Doğan her çocuk muayene edilmeli

Yeni doğan bebeğin doğumsal kalp hastası olup olma­dığını anlamanın püf noktaları var mı?

Doğan her çocuk bir çocuk hastalıkları uzmanı, yok­sa bir doktor tarafından muayene edilmeli. Bu muayene­lerin düzenli sürdürülmesi lazım. Bu muayenelerde bazı bulgular saptanabilir, kalpte olmaması gereken bazı ses­ler, üfürümler duyulabilir ve ileri incelemeler için büyük merkezlere yollanırlar. Çocukların hastalıklarına bağlı bazı şikayetleri olabilir, meme emerken yorulma, kilo alamama, sık nefes alma, çarpıntı, morarma, gelişme ge­riliği gibi. Çocuk büyüdükten sonra çabuk yorulma, ba­yılma gibi şikayetleri olabilir, bunları değerlendiren ço­cuk doktoru gerekirse bir çocuk kalp hastalıkları uzma­nına sevk eder.

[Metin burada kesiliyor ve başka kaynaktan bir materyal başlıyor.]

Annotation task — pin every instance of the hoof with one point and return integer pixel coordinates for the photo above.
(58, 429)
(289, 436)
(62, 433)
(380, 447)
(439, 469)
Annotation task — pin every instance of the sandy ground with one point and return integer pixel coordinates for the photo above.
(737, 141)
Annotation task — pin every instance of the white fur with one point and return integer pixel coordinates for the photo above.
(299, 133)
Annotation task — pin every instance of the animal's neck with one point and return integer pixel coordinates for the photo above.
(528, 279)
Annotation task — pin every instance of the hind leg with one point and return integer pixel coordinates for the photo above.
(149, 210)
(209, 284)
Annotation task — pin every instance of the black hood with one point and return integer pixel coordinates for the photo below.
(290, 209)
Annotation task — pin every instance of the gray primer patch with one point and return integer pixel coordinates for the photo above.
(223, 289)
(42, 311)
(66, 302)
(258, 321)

Muayene ve EKG, röntgen, kalbin ultra-sonla incelenmesi olan ekokardiyografi gibi incelemeler sonunda tanı konulur. Nadiren bazen kateterle inceleme gerekir. Ama çoğunlukla muayene ve ekokardiyografiyle tanı konur. Çocuk kalp hastalıkları uzmanları çok önem­li bu konuda. Bütün bu incelemeler hep onlar tarafından yapılır.